If you take the cause of cutting social programs and taxes as seriously as Ryan does, then why the hell would you ever choose the route of impeachment? He’d be left with very little time to enjoy the relative predictability and lower scandal output of President Mike Pence before the midterms put his House majority in danger. And if the 1974 midterms are any indication, having your party’s president leave under dint of scandal is a great way to lose an enormous number of seats in the House and Senate. After that, Ryan’s dream is dead.
The much easier path for Ryan and McConnell is to continually minimize Trump’s wrongdoing and decline to investigate seriously, let alone look into removal.
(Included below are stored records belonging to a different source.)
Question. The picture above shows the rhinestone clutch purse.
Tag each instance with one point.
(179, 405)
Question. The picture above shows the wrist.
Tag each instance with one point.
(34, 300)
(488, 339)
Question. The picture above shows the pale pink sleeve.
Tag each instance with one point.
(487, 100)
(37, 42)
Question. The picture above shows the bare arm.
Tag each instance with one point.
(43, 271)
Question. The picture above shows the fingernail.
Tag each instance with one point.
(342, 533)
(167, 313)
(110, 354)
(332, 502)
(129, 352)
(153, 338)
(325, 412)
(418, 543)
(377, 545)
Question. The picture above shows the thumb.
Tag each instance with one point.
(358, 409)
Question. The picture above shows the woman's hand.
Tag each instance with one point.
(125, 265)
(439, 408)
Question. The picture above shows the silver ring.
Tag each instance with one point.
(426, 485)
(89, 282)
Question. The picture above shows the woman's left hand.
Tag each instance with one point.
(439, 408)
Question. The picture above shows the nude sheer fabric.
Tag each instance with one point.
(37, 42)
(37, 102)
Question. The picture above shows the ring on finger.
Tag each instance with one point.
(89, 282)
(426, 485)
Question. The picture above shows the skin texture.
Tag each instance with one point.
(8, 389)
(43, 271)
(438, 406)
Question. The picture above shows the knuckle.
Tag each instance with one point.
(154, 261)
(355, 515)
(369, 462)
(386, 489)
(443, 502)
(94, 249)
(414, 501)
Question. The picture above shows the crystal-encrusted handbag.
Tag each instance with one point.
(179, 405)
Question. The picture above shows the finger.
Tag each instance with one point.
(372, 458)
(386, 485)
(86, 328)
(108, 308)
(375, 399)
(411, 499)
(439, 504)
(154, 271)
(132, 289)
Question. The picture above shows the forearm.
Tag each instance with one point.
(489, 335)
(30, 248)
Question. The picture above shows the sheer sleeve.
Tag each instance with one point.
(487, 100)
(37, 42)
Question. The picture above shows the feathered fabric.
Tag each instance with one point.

Maybe it doesn’t require impeachment, though. Maybe Trump will voluntarily resign if the situation gets bad enough. I mean, maybe. But is there anything about Trump’s character and temperament that makes such an outcome seem plausible? Nixon refused to resign until his party’s leaders in Congress came to him and told him impeachment was inevitable. Would even that do it for Trump? Why would he give Ryan and McConnell the gift of an easy departure were they to betray him like that?
As political scientist Julia Azari notes, impeachment is not about the law. Not really. There’s no dispassionate prosecutor who weighs the evidence, takes it to a grand jury, gets indictments, and then has a normal trial. It’s a political proceeding. A president survives if fewer than 218 House members and 67 senators want him out; otherwise, he falls.
For Trump to fall, for a scandal to end his presidency, what’s needed isn’t a new, massive scandal. What’s needed is for Ryan and McConnell to decide that investigating and prosecuting Trump is important, and the right thing to do. I hope they make that a priority. I hope they give Mueller greater statutory powers, including protection from removal, and push through impeachment charges if Mueller deems them warranted.
But the matter is in Ryan and McConnell’s hands, and no one else’s. As long as they remain on Trump’s side, the president is going nowhere.